I’m curious why you frame channel 55 as being part of the agent’s “cheese-seeking motivation,” as opposed to simply encoding the agent’s belief about where the cheese is. Unless I’m missing something, I’d expect the latter to be as or more likely—in that when you change the cheese’s location, the thing that should straightforwardly change is the agent’s model of the cheese’s location.
In addition to what Peli said, I would consider “changes where the agent thinks the cheese is” to be part of “changing/retargeting the cheese-seeking motivation.” Ultimately, I think “cheese-seeking motivation” is shorthand for ~”a subgraph of the computational graph of a forward pass which locally attracts the agent to a target portion of the maze, where that target tracks the cheese when cheese is present.” And on that view, modifying channel 55 would be part of modifying cheese-seeking motivation.
Ultimately, “motivation” is going to reduce to non-motivational, primitive computational operations, and I think it’ll feel weird the first few times we see that happen. For example, I might wonder “where’s the motivation really at, isn’t this channel just noting where the cheese is?”.
This sequence of mental moves, where one boils talk about “motivations” or “goals” or “trying” down into non-motivational, purely mechanical circuit and feedback control patterns, and then also the reverse sequence of mental moves, where one reassembles motivational abstractions out of primitive operations, is possibly the biggest thing I wish I could get folks to learn. I think this is a pretty central pattern in “shard theory” discussions that feels missing from many other places.

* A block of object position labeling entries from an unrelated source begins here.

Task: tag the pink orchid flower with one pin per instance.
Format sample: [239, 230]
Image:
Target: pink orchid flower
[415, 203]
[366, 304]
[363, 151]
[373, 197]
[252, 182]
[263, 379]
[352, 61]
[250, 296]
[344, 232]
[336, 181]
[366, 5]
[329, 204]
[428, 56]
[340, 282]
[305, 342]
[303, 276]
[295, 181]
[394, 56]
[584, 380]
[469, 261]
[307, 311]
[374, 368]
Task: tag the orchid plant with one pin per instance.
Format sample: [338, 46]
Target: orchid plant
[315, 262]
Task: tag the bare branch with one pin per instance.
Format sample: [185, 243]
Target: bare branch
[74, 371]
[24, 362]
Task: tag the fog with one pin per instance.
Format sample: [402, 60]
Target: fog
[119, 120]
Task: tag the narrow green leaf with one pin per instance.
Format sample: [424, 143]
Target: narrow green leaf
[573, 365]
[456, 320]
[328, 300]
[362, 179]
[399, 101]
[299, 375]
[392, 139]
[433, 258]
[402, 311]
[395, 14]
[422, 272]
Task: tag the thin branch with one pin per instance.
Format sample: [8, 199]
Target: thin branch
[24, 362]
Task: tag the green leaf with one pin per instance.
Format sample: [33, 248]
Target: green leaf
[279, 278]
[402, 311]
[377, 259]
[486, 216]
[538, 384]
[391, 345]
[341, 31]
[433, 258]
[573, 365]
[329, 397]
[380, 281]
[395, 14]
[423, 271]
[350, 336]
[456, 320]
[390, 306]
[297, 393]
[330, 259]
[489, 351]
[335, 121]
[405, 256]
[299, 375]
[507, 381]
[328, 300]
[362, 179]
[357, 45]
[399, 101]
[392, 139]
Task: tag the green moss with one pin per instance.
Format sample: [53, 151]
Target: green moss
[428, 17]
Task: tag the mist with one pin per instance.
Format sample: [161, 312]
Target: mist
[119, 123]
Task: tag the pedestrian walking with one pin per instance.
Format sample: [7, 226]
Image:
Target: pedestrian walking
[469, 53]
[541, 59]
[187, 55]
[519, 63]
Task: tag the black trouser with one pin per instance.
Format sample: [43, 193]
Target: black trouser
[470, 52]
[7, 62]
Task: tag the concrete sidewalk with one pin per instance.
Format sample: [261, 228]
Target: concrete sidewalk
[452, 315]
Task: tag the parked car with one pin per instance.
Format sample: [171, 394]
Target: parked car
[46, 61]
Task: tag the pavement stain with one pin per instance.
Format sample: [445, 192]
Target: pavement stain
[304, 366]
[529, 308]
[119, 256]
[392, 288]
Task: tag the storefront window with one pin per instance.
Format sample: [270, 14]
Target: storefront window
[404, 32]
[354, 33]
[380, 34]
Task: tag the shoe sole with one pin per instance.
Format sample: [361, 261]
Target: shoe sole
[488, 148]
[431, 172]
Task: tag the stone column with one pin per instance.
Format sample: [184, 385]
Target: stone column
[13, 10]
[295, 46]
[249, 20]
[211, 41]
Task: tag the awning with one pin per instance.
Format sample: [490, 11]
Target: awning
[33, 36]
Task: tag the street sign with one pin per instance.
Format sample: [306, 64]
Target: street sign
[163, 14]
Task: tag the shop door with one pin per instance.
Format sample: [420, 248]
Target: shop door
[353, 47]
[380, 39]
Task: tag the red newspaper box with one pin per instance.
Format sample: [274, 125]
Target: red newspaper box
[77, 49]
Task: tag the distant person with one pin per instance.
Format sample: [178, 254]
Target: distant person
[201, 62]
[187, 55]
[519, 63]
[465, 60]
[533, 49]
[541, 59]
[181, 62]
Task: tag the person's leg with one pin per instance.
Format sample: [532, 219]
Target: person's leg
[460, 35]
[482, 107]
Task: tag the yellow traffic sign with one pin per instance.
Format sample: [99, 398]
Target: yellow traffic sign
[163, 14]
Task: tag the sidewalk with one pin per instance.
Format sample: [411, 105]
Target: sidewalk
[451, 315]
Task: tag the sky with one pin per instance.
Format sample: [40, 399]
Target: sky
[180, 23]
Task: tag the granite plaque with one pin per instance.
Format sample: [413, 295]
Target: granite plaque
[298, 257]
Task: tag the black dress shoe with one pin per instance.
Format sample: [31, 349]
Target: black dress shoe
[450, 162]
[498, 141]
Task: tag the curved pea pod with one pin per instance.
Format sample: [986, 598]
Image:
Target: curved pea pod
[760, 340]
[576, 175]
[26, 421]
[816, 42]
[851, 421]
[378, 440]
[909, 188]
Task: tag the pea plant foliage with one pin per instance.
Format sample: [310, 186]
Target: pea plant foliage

I agree that motivation should reduce to low-level, primitive things, and also that changing the agent’s belief about where the cheese is lets you retarget behavior. However, I don’t expect edits to beliefs to let you scalably control what the agent does, in that if it’s smart enough and making sufficiently complicated plans you won’t have a reliable mapping from (world model state) to (abstract class of behavior executed by the agent), where when I say “abstract class of behavior” I mean things like “put the red balls in the blue basket” or “pet all the cats in the environment.”
It also seems plausible to me that there exist parts of the agent that do allow for scalable control through modification, and this is what I would refer to as “the values” (the classic example here is a utility function, though things like RL agents might not have those).
But maybe you’re studying the structure of motivational circuitry with a downstream objective other than “scalable control,” in which case this objection doesn’t necessarily apply.
Agreed.
Yeah, I don’t think it’s very practical to retarget the search for AGI, and “scalable control via internal retargeting” isn’t the main thing which excited me about this line of research. I’m more interested in understanding the structure of learned motivational circuitry, and thereby having a better idea of inductive biases and how to structure training processes so as to satisfy different training goals.
I’m also interested in new interp and AI-steering techniques which derive from our results.
The main reason is that different channels that each code cheese locations (e.g. channel 42, channel 88) seem to initiate computations that each encourage cheese-pursuit conditional on slightly different conditions. We can think of each of these channels as a perceptual gate to a slightly different conditionally cheese-pursuing computation.